Car-T Therapy Shows Early Promise for Severe Autoimmune Diseases

CAR-T Therapy Autoimmune: A Promising New Approach for Severe Autoimmune Diseases | The Lifesciences Magazine

Scientists are testing new ways to treat autoimmune diseases by reprogramming malfunctioning immune systems rather than suppressing them. The approach, which includes adapting CAR-T therapy autoimmune techniques used in cancer care, aims to help patients with rheumatoid arthritis, multiple sclerosis, lupus, and other chronic conditions. Researchers say the work is in early stages but may offer a path for longer-lasting control of the disease.

Autoimmune conditions develop when the immune system attacks healthy tissue. Standard treatments reduce inflammation but do not correct the underlying dysfunction. Many patients require lifelong drugs, infusions or injections, which can have serious side effects and do not always prevent flare-ups.

Dr. Maximilian Konig, a rheumatologist at Johns Hopkins University, said, “We’re entering a new era,” adding that CAR-T therapy autoimmune approaches could “control disease in a way we’ve never seen before.”

How CAR-T works

CAR-T therapy was originally designed for leukemias and lymphomas that arise from B cells, a type of immune cell. Some autoimmune diseases also involve harmful B cells; researchers are adapting CAR-T therapy autoimmune for these conditions. T cells from a patient’s blood, engineered in a lab to attack B cells, and then infused back after chemotherapy clears some existing immune cells.

Studies in Germany led by Dr. Georg Schett at the University of Erlangen-Nuremberg showed promising early results. A woman with severe lupus who received the therapy in 2021 has remained in remission without other medication. Schett’s team has since treated several dozen patients with lupus, myositis, and scleroderma, reporting few relapses.

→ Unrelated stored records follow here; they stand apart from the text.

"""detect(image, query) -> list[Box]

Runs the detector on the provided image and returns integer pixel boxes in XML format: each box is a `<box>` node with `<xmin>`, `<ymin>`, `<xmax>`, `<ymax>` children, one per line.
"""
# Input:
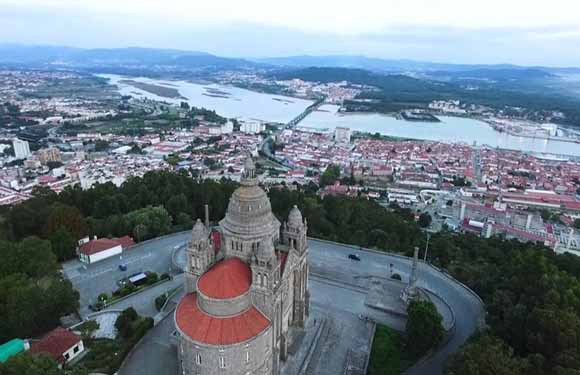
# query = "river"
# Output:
<box><xmin>100</xmin><ymin>75</ymin><xmax>580</xmax><ymax>156</ymax></box>
<box><xmin>99</xmin><ymin>74</ymin><xmax>313</xmax><ymax>123</ymax></box>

Those findings helped spur a wave of clinical trials in the U.S. and abroad. Konig said the early outcomes were “shocking” and suggested a possible reset of the immune system. The therapy depletes both faulty and healthy B cells, allowing new cells to regenerate without harmful activity.

Patients who have undergone the treatment describe significant improvements. Mileydy Gonzalez, 35, of New York, received CAR-T therapy at NYU Langone Health after her lupus worsened and attacked her lungs and kidneys. “I’m going to trust you,” she recalled telling her doctor. Months later, she said she regained strength and no longer needed daily medications.

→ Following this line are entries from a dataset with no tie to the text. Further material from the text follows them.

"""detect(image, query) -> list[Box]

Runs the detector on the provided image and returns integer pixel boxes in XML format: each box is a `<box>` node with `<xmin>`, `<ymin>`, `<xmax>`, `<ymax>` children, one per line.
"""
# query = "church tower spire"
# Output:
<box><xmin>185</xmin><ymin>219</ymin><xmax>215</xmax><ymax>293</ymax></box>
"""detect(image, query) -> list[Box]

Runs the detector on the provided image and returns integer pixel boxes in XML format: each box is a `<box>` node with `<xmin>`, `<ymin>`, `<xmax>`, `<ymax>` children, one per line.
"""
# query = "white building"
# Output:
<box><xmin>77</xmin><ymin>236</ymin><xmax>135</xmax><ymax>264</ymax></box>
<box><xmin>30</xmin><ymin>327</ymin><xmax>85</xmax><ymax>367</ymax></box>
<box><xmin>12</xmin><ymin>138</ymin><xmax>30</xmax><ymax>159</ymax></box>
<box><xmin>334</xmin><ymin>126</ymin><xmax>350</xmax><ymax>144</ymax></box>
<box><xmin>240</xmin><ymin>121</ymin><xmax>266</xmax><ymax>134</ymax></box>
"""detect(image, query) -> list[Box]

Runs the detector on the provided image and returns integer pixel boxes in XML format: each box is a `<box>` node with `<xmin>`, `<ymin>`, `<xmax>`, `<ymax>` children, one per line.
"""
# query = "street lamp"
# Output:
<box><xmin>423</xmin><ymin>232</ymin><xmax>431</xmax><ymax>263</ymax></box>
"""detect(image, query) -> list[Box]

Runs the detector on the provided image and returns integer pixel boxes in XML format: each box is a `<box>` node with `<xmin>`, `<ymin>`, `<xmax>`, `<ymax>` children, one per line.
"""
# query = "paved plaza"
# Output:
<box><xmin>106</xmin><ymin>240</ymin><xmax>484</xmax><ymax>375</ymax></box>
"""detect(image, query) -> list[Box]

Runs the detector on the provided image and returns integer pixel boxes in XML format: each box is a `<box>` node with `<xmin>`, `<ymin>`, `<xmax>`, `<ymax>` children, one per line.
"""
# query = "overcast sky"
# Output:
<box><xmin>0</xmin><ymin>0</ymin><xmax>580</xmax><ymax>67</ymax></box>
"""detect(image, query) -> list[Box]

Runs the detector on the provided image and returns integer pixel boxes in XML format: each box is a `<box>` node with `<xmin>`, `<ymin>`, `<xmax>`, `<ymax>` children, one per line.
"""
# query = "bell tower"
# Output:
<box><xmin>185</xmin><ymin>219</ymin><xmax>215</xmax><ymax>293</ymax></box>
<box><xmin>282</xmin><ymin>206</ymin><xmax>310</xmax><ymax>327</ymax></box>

Exploring new cell-based tools

CAR-T therapy autoimmune is intensive, expensive, and customized for each patient, with cancer versions costing up to $500,000. Companies are now exploring off-the-shelf options using donor cells. Other researchers are adapting “regulatory T cells,” which naturally calm immune responses, by engineering them to counter harmful inflammation in diseases such as rheumatoid arthritis.

Scientists are also testing drugs called T cell engagers, which redirect existing immune cells to eliminate problematic B cells without personalized manufacturing. In one study, Dr. Ricardo Grieshaber-Bouyer in Erlangen gave the drug teclistamab to 10 patients with varied autoimmune diseases. All but one improved, and six entered remission without other treatment.

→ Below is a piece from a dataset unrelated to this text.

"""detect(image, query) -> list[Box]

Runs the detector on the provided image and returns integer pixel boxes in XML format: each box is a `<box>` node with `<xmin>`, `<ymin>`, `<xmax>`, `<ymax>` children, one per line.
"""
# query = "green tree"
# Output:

At Johns Hopkins, Konig’s lab is developing methods to target only the B cells that produce faulty antibodies. The goal, he said, is to remove “that very small population of rogue cells that really causes the damage” while leaving the rest of the immune system intact.

Other teams are using messenger RNA (mRNA) to send instructions directly to immune cells. Biomedical engineer Jordan Green at Johns Hopkins is testing nanoparticles that deliver mRNA to specific immune “generals,” prompting them to curb harmful T cells and expand protective ones. Studies in people may begin in several years.

Future prevention efforts

Researchers also hope to delay or prevent autoimmune diseases before symptoms begin. Dr. Kevin Deane at the University of Colorado Anschutz studies early markers of rheumatoid arthritis and tracks people who carry antibodies that indicate a higher risk. Similar work in Type 1 diabetes led to a drug, teplizumab, that can delay the onset of the disease by modifying the immune response.

Despite encouraging early results, scientists caution that long-term safety, cost and durability remain uncertain. CAR-T therapy autoimmune is furthest along but still carries risks.

For patients like Allie Rubin, 60, of Boca Raton, Florida, the gains have been life-changing. After decades of lupus, she qualified for CAR-T during lymphoma treatment. Nearly two years later, she said she remains free of both diseases.

Konig said the field is rapidly evolving. “I think the next 10 years will dramatically change our field forever,” he said.